Appraisals - Beyond Real Estate

Whenever I am asked what I do for a living, my response is; “I’m a machinery and equipment appraiser” which frequently generates a look of amazement followed by the comment; “ I didn’t know anyone did that!” Most people are familiar with real estate appraisers but are not aware that there are a number of other appraisers out there who possess professional expertise in a variety of areas.

Currently, there are five basic appraisal disciplines; real property, personal property, machinery and equipment, business valuation and gems & jewelry. Each discipline maintains its own qualifications and standards for membership. Within each discipline there are likely a listing of specialties. For example, machinery and equipment has several specialties including; aircraft, computers & high tech property, cost surveys, machinery and equipment, marine survey, mines & quarries, oil & gas and public utilities. 

Most appraisers belong to a national organization that grants accreditations based upon one’s level of education, experience, background including financial and personal integrity and the successful completion of several appraisal courses and exams. Only after all these requirements are met is the appraiser granted a specific designation in his or her specialty. Lastly, most appraisal organizations mandate their members reaccredit every five years via continuing education in order to assure that everyone is current with the most recent techniques and developments.

There are several national appraisal organizations including; the American Society of Appraisers, The Appraisal Institute, the American Society of Farm Mangers and Rural Appraisers, the International Society of Appraisers and the National Association of Independent Fee Appraisers, to name just a few. For the record, I am a member of the American Society of Appraisers, which is the oldest, and only major appraisal organization representing all the appraisal disciplines.

There are any number of reasons why an appraisal might be necessary, they include; financing/collateral; business mergers, acquisitions & liquidations; charitable contributions; eminent domain, probate; property settlement (divorce), bankruptcy; estate planning; insurance including disaster planning and tangible personal property tax appeal.

All of these situations require differing approaches to value since it is possible that an appraisal of the same property may result in alternate results depending upon the purpose of the appraisal. For instance, an appraisal of an RV for charitable contribution purposes will be vastly different from an appraisal of the same RV involved in a bankruptcy. 

What is an appraisal anyway? The industry definition is; an unbiased opinion of value. It is important to understand the reasoning behind this definition. The appraiser must be unbiased so as not to show any favor toward the property or the parties involved. In addition, the engagement can not be contingent upon any predetermined result and the appraiser can not possess any past, current or intended interest in the property being appraised. In short, all parties that rely upon an appraisal must be assured that the appraiser is totally neutral.
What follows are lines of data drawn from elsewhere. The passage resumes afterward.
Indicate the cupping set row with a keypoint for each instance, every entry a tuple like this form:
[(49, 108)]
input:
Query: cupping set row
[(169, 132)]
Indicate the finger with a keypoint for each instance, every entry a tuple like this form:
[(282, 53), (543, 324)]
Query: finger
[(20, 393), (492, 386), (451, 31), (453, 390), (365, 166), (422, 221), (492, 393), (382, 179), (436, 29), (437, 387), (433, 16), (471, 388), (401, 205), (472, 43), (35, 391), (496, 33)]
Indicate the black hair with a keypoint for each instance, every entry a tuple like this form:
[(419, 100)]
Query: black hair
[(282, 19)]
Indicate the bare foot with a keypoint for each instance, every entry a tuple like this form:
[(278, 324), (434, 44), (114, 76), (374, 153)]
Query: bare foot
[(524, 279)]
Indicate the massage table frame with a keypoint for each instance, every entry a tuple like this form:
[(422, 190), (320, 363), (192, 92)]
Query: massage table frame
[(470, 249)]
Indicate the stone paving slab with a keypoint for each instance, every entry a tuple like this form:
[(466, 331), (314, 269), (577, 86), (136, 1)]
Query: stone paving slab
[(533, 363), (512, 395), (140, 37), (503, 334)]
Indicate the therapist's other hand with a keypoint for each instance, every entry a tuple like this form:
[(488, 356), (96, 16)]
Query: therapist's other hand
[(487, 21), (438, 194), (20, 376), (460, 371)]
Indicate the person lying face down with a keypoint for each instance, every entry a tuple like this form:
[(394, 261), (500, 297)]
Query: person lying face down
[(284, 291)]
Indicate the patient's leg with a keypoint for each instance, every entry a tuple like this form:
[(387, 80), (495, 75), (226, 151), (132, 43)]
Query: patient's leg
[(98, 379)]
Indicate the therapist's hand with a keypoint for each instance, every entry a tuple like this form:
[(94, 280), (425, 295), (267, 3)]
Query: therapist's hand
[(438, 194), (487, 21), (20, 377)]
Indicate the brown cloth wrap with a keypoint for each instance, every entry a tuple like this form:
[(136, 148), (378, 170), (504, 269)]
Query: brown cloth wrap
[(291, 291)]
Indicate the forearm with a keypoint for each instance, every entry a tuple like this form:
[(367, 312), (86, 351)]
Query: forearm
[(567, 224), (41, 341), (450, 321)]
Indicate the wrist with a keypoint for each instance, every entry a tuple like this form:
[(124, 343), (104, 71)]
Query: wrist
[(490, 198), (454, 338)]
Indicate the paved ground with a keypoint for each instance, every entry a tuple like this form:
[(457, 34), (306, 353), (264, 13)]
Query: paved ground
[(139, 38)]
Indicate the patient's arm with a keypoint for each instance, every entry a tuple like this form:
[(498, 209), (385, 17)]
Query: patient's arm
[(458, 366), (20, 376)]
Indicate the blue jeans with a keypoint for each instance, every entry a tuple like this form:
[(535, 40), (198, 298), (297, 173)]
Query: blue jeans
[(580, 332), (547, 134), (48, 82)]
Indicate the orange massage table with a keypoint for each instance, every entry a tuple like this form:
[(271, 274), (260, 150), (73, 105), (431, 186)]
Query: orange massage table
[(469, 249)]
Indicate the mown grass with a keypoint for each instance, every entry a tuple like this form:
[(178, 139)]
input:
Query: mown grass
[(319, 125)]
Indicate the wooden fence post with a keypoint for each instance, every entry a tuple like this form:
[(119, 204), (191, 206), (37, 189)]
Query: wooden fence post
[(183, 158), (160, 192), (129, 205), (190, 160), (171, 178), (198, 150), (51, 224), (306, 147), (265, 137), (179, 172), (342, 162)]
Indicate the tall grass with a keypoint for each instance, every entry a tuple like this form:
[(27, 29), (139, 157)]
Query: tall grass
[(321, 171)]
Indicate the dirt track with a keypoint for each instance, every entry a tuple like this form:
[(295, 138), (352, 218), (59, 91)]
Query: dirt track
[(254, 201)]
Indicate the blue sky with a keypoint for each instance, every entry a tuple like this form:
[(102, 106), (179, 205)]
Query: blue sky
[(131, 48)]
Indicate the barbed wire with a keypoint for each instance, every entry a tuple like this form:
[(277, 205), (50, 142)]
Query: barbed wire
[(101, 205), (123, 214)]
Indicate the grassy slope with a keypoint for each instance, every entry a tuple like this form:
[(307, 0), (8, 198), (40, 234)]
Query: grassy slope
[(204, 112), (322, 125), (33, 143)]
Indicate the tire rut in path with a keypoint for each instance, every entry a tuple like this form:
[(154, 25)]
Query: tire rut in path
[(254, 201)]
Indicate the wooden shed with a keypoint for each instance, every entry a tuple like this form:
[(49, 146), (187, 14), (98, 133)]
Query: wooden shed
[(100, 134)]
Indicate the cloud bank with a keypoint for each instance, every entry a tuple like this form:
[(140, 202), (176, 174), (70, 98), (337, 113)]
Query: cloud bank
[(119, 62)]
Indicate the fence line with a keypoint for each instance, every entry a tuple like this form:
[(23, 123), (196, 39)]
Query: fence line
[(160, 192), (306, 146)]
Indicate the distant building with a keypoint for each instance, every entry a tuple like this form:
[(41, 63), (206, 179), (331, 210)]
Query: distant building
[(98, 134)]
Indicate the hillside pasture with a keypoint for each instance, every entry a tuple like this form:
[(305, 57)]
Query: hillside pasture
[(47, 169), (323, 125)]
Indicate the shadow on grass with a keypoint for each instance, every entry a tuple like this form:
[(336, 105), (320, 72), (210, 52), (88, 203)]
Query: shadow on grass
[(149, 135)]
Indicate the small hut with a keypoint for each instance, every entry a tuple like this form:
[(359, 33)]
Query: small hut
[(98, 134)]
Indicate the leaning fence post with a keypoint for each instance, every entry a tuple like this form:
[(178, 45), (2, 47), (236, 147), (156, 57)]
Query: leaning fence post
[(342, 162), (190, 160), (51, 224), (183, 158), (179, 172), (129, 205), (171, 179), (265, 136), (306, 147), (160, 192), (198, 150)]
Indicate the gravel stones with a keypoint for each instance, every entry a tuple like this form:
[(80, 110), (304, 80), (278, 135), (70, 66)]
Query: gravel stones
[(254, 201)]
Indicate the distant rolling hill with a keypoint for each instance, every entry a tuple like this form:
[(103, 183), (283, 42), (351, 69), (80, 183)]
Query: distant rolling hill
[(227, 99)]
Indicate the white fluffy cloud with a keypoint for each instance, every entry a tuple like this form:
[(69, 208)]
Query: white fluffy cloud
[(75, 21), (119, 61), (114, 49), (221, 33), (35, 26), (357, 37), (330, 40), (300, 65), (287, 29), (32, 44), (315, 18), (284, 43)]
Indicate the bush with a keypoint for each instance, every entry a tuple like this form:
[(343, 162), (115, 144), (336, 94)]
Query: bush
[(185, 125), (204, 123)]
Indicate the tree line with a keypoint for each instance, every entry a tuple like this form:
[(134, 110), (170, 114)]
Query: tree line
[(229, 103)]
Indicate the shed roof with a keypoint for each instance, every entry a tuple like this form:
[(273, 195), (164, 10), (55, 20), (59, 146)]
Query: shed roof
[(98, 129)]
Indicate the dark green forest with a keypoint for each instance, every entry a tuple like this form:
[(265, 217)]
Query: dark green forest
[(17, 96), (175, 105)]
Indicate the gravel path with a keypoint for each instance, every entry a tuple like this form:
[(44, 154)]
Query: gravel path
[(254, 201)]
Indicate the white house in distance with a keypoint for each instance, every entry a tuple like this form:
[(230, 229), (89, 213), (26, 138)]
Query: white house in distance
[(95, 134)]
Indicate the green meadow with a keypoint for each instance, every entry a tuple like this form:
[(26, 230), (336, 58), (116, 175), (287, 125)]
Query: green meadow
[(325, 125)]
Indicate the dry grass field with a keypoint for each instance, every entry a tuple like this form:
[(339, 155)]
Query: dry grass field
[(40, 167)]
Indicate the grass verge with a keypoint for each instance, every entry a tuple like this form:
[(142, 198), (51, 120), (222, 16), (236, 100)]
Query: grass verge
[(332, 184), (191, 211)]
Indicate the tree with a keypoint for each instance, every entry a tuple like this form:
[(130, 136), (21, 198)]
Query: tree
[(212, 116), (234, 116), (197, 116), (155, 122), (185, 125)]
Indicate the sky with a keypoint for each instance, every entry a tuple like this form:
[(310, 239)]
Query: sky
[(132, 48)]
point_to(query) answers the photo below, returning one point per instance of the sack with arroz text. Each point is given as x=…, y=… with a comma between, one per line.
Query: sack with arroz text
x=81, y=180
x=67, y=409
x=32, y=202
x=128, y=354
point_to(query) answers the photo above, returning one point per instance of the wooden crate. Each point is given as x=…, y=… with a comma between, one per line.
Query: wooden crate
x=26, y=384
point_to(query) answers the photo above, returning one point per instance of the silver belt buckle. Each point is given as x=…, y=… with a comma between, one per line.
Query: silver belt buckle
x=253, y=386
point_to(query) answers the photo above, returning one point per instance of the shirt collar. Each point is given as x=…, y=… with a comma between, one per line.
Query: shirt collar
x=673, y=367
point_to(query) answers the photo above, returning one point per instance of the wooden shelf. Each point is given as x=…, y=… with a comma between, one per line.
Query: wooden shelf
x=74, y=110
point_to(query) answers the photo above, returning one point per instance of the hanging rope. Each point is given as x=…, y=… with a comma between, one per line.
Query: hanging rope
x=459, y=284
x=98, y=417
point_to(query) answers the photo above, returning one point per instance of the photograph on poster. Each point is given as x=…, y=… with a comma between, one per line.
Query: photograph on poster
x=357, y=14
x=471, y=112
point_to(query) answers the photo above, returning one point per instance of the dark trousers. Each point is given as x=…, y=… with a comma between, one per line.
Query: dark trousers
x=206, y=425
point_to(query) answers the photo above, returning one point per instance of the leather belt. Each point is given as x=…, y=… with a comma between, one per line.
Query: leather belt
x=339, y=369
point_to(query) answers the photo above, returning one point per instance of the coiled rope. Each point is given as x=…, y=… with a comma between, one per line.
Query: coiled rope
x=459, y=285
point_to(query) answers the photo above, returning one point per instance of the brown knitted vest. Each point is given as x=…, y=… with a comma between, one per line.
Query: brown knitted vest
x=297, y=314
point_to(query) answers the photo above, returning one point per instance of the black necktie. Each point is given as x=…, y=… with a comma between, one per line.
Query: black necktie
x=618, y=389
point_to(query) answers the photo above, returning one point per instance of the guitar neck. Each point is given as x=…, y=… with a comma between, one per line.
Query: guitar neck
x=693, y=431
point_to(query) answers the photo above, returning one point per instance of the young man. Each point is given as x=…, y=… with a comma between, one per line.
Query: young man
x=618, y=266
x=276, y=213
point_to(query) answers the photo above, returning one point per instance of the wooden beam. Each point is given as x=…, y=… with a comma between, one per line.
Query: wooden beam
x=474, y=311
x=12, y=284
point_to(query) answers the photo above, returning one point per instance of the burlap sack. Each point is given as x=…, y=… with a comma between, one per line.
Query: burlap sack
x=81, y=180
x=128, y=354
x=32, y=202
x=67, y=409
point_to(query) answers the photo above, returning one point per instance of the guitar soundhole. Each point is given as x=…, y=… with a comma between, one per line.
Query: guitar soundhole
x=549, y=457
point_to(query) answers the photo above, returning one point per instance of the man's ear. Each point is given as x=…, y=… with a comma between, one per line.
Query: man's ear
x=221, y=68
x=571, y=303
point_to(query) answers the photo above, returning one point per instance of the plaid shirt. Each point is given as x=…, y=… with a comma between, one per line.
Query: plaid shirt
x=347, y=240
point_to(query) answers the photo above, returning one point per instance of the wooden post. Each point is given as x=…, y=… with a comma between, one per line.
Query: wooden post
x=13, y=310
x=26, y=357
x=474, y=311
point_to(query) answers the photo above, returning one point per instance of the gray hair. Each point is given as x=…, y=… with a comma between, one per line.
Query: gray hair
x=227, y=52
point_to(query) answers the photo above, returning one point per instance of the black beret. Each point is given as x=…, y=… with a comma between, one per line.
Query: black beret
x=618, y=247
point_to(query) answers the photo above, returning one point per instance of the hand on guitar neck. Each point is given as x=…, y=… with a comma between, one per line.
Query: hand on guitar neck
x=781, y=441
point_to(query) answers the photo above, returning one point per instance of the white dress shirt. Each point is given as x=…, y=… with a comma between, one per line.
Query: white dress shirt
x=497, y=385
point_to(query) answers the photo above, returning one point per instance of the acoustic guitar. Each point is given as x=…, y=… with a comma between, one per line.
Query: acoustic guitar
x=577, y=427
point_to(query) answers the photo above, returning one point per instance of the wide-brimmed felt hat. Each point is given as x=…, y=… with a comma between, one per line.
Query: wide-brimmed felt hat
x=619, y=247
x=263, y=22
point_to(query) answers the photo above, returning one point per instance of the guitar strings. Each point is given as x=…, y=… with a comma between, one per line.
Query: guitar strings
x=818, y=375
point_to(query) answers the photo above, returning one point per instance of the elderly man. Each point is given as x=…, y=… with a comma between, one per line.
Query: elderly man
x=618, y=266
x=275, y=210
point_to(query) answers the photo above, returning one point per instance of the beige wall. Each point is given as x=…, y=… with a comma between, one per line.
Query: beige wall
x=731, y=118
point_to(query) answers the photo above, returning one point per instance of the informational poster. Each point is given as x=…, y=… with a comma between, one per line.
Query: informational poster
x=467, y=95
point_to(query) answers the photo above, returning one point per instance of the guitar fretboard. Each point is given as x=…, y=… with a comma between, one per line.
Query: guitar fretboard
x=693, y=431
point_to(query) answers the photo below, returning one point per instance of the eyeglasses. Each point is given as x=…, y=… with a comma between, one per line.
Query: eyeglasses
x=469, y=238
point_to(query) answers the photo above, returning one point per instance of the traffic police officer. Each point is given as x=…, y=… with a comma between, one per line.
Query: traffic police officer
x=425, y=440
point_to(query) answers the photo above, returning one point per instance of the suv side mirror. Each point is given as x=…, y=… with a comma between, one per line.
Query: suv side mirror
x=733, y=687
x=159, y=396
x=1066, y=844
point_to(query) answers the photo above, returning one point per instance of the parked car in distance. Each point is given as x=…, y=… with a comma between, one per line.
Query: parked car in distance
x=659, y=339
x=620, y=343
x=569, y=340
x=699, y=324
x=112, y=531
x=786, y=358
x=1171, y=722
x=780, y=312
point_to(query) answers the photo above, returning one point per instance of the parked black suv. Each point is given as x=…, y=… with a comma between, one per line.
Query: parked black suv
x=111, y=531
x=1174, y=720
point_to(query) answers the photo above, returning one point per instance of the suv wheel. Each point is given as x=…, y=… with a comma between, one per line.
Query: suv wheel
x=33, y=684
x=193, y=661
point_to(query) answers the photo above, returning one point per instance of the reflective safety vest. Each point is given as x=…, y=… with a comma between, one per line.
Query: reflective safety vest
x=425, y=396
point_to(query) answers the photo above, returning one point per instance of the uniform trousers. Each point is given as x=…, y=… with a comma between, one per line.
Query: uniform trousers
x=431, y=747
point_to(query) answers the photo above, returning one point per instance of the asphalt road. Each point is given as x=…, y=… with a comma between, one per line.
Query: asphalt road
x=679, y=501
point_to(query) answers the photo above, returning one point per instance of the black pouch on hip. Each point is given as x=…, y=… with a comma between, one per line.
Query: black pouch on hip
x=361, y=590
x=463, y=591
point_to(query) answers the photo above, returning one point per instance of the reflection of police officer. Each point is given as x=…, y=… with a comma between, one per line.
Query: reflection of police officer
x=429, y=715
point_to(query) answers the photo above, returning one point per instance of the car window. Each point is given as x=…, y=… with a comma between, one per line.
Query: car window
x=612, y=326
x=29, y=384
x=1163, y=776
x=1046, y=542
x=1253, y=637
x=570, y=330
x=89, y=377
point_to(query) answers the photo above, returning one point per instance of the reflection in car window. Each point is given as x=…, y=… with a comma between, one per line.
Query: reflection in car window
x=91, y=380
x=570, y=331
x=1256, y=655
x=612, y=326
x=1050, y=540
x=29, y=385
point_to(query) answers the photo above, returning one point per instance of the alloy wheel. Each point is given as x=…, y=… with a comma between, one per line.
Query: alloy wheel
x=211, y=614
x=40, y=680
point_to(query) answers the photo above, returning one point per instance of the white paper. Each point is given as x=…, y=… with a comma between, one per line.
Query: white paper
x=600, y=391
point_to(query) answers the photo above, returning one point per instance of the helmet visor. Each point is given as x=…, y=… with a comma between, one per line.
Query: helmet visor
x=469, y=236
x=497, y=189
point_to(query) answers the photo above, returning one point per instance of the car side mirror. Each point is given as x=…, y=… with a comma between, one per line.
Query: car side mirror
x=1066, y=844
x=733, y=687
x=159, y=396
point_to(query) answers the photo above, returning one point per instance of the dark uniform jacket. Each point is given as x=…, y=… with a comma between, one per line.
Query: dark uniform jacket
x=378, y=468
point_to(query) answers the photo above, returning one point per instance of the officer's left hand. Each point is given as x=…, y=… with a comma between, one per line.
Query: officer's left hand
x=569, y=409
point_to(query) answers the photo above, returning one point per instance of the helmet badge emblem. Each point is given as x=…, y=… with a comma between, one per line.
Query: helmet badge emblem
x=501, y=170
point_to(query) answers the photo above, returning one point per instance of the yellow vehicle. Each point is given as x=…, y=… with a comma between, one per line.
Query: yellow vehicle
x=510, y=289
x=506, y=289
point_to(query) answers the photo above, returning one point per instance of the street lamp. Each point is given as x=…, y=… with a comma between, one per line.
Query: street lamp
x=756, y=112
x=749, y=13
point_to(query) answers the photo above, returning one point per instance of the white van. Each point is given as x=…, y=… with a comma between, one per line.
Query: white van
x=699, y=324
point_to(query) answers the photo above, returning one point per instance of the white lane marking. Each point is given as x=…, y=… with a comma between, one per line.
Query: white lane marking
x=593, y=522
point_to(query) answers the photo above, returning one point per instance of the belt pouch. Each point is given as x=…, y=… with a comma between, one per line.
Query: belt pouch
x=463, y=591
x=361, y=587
The word “opinion” is frequently misunderstood within the context of an appraisal. An appraisal is not a guarantee but an indicator of the “most likely” result of a sale that closely resembles the purpose of the appraisal. For example, the sale of a business may result in an appraisal at Fair Market Value while a bankruptcy of the same business may conclude in Forced Liquidation Value. In addition, the appraiser, without interference, must be able to determine the specific approach to value being employed. Since this decision is the sole province of the appraiser, the result is a researched personal opinion.

There is a large number of value concepts which appraisers may employ with two of the most commonly used being; Fair Market Value and Forced Liquidation Value. Fair Market Value is defined as the result of an arms length transaction between a willing buyer and seller while Forced Liquidation Value is the result of a properly advertised and conducted public sale, with the seller compelled to sell on a as is-where-is basis.

There are several factors taken into consideration when appraising property. For example, in order to properly value a motor vehicle, the appraiser must consider the manufacturer, model, year produced, usage, overall condition, attachments and accessories, market demand, obsolescence and current market conditions. This is the purpose behind the physical inspection that is usually required prior to issuing any opinion of value.

As a result of the Savings & Loan crisis back in the late 1980s, the US Congress formed the Appraisal Foundation in order to establish appraiser qualifications and standards. The end result is the “Uniform Standards of Professional Appraisal Practice” or “USPAP.” These standards have been adopted by the federal government and all 50 states. All federal and most state agencies require that appraisers comply with USPAP. 

Whenever engaging an appraiser, it is prudent to confirm both his designation and membership in good standing with a professional appraisal organization followed by a determination of the appraiser’s expertise with the property being appraised. Your project and your organization deserve nothing less!